Likewise, his claim that this protein damages the brain and reproductive systems is rubbish that Mr. Moore gleaned from online sites and groups with even less expertise than he has. Some of these groups are simply uninformed, but many are in the conspiracy and misinformation game to make money or for various other unscrupulous reasons.
This brings me to criticism of the Daily News. At a time when even Facebook, not a paragon of journalistic responsibility, is working to reduce blatantly false and damaging information, why does the Daily News willingly spread this damaging drivel. Mr. Moore’s letter is not an expression of his opinions. It only disseminates falsehoods and lies picked up on nefarious websites. Finally, Joseph Biden was elected president fair and square, and he beat his opponent by a landslide in the popular vote. These are facts, not opinions.
Robert Ritter
Viola
Let’s talk about immunity
Some percentage of the population that is unvaccinated against COVID-19 has been infected with COVID-19. Many of them have been sick, and many of them have been asymptomatic.

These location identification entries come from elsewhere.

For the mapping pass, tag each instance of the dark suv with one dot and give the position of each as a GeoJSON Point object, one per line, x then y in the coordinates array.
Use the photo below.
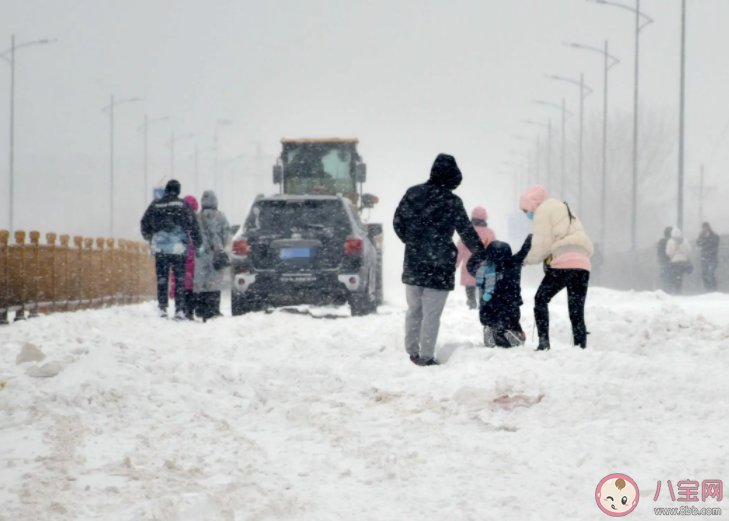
{"type": "Point", "coordinates": [304, 249]}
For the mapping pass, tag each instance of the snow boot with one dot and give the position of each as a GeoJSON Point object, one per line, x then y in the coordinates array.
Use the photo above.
{"type": "Point", "coordinates": [543, 344]}
{"type": "Point", "coordinates": [581, 340]}
{"type": "Point", "coordinates": [515, 339]}
{"type": "Point", "coordinates": [488, 337]}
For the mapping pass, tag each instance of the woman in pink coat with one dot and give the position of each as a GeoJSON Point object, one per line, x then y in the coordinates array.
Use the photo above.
{"type": "Point", "coordinates": [559, 241]}
{"type": "Point", "coordinates": [478, 219]}
{"type": "Point", "coordinates": [189, 271]}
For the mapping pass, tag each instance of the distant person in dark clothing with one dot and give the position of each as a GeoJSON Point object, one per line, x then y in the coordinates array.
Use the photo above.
{"type": "Point", "coordinates": [169, 224]}
{"type": "Point", "coordinates": [664, 262]}
{"type": "Point", "coordinates": [678, 251]}
{"type": "Point", "coordinates": [478, 219]}
{"type": "Point", "coordinates": [425, 220]}
{"type": "Point", "coordinates": [498, 277]}
{"type": "Point", "coordinates": [708, 241]}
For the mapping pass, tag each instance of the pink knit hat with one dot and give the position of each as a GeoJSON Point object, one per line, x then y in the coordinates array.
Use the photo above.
{"type": "Point", "coordinates": [532, 198]}
{"type": "Point", "coordinates": [480, 213]}
{"type": "Point", "coordinates": [189, 199]}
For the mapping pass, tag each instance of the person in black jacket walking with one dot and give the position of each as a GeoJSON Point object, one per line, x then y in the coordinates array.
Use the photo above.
{"type": "Point", "coordinates": [664, 263]}
{"type": "Point", "coordinates": [169, 224]}
{"type": "Point", "coordinates": [708, 241]}
{"type": "Point", "coordinates": [425, 220]}
{"type": "Point", "coordinates": [498, 276]}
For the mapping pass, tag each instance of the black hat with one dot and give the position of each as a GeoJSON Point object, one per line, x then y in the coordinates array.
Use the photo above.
{"type": "Point", "coordinates": [173, 187]}
{"type": "Point", "coordinates": [445, 172]}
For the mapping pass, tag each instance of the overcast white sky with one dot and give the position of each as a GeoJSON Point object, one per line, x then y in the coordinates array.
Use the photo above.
{"type": "Point", "coordinates": [410, 78]}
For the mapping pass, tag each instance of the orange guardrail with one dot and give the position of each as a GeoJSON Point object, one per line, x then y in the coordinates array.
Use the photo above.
{"type": "Point", "coordinates": [84, 274]}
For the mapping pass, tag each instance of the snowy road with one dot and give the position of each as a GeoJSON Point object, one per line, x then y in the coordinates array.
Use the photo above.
{"type": "Point", "coordinates": [284, 416]}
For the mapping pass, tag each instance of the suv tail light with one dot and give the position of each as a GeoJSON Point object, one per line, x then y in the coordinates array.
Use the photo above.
{"type": "Point", "coordinates": [241, 247]}
{"type": "Point", "coordinates": [353, 246]}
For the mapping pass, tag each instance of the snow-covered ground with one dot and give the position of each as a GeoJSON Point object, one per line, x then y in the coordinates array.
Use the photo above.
{"type": "Point", "coordinates": [285, 416]}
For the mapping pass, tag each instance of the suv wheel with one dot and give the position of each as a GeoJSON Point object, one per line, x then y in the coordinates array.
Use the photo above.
{"type": "Point", "coordinates": [242, 304]}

These folks have some degree of immunity against COVID-19. There is a lot we still don’t know about natural immunity but one study in Israel suggests that it is at least as good as vaccination in preventing transmission and reinfection.
Mandates are the issue that has so many folks in an uproar. Being told by an employer or by a government that you MUST get a vaccine in order to work, conflicts with libertarian values of choice.
If the point of vaccine mandates is to protect the public at large, then why not accept natural immunity as an alternative to receiving a vaccine. I am not suggesting that people should go out and try to get COVID-19. That would be irresponsible and counterproductive. But a large number of people have already had COVID-19, have not had the vaccine, and for myriad reasons are refusing to do so. It would require periodic blood tests which would have a cost, but why not let them prove immunity and get back to work.